FIGURE 1. The primary mutations were screened by whole exon sequencing and a database. (A–D) The waterfall chart showed the top 40 genes in the four cohorts of ICGC-LICA-CN, ICGC-LICA-FR, ICGC-LIRI-JP, and TCGC-LIHC. (E) The mutation profiles of 14 repetitive genes in the whole exon sequencing queue.

FIGURE 2

FIGURE 2. Correlation analysis of significant mutant genes with major clinical features and prognosis. (A–C) Correlation analysis of major mutant genes with major clinical features. (B) Coexistence and mutual exclusion among major mutant genes. (D,E) Univariate and multivariate COX regression analysis of the main influencing factors and progression-free survival (PFS) within one year in HCC patients with TNMI and TNMII. (F) The independent influencing factors of 1-year progression-free survival (PFS) in HCC patients with TNMI and TNMII were analyzed by K-M survival curve. (G,H) Univariate and multivariate COX regression analysis of the main influencing factors and overall survival (OS) in HCC patients with TNMIII and TNMIV. (I) The independent influencing factors of overall survival (OS) in HCC patients with TNMIII and TNMIV were analyzed by Kaplan-Meier survival curve.

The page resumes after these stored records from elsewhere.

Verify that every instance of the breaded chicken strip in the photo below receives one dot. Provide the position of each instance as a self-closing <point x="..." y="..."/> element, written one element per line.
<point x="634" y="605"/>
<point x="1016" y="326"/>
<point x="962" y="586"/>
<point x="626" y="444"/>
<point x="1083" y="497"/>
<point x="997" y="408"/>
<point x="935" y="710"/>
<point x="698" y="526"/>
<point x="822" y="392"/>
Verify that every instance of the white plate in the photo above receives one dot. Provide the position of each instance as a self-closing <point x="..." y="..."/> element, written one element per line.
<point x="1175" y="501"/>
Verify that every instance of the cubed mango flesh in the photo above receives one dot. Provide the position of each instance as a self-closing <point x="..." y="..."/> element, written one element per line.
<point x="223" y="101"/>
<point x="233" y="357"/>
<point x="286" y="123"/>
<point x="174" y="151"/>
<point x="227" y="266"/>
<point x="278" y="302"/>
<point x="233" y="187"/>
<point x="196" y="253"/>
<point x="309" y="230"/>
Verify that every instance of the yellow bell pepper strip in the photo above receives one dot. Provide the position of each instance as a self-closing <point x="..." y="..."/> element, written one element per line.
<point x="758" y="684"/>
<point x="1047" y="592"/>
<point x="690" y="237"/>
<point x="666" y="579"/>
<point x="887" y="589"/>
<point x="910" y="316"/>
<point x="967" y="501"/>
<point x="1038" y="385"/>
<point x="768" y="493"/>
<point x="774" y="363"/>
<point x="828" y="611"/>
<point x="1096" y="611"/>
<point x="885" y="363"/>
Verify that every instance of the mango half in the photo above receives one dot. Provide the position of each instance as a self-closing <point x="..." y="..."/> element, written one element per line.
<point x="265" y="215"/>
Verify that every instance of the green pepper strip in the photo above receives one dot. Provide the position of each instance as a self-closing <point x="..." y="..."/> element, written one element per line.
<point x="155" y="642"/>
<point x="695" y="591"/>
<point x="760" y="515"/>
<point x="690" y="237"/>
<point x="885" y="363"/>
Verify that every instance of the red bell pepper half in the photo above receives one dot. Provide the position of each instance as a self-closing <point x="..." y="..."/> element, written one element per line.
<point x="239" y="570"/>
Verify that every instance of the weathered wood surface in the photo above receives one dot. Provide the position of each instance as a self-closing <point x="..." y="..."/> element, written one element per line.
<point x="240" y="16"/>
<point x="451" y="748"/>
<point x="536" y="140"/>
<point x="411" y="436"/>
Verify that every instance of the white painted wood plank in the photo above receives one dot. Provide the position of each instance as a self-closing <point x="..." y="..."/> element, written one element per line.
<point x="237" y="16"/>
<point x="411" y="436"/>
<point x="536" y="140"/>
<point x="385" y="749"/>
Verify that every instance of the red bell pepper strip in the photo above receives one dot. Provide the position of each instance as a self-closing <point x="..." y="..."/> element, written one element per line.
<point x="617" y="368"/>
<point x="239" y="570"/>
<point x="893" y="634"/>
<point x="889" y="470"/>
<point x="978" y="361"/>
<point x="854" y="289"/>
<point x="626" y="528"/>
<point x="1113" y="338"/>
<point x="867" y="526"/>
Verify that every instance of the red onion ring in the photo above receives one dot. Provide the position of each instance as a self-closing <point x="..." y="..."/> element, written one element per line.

3.2 Impact of main driver gene mutations on the prognosis of HCC patients

To better distinguish our clinical patient samples, we focused on 1-year progression-free survival (PFS) of TNMI and TNMII HCC patients (Supplementary Table S3) and overall survival (OS) of TNMIII and TNMIV HCC patients (Supplementary Table S4). Through univariate COX regression analysis, we found that TP53 mutations, LRP1B mutations, sex, and serum abnormal prothrombin II (PIVKA-II) levels were closely related to recurrence within one year in TNMI and TNMII patients (p < 0.05) (Figure 2D). In contrast, TP53 mutations, LRP1B mutations, and serum AFP levels were closely related to death in TNMIII and IV patients (p < 0.05) (Figure 2G). In multivariate COX regression analysis, we found that TP53 mutations, LRP1B mutations, and serum abnormal prothrombin II (PIVKA-II) levels were independent factors of recurrence in HCC patients with TNMI and TNMII within one year (Figure 2E). TP53 mutations, LRP1B mutations, and serum alpha-fetoprotein (AFP) levels were independent influencing death factors in TNMIII and TNMIV HCC patients (Figure 2H). At the same time, the Kaplan-Meier survival analysis also validates our findings (Figures 2F, I). To further verify our conclusion, we performed a Kaplan-Meier survival analysis on the mutation data with complete clinical information in TCGA and ICGC database and also found that LRP1B mutations and TP53 mutations were significantly correlated with the prognosis of HCC patients (Figure 3A).

FIGURE 3

FIGURE 3. Verification of the database and biological characteristics related to TP53 mutation and LRP1B mutation. (A) Kaplan-Meier survival analysis was performed on the mutation data with clinical information in TCGA and ICGC databases. (B) GSEA enrichment analysis showed that the pathway was significantly related to TP53 mutation. (C) GSEA enrichment analysis showed that the pathway was significantly related to LRP1B mutation. (D) The difference of immunocyte infiltration abundance between TP53 mutation group and wild group in HCC patients. (E) The difference of immunocyte infiltration abundance between LRP1B mutation group and wild group in HCC patients.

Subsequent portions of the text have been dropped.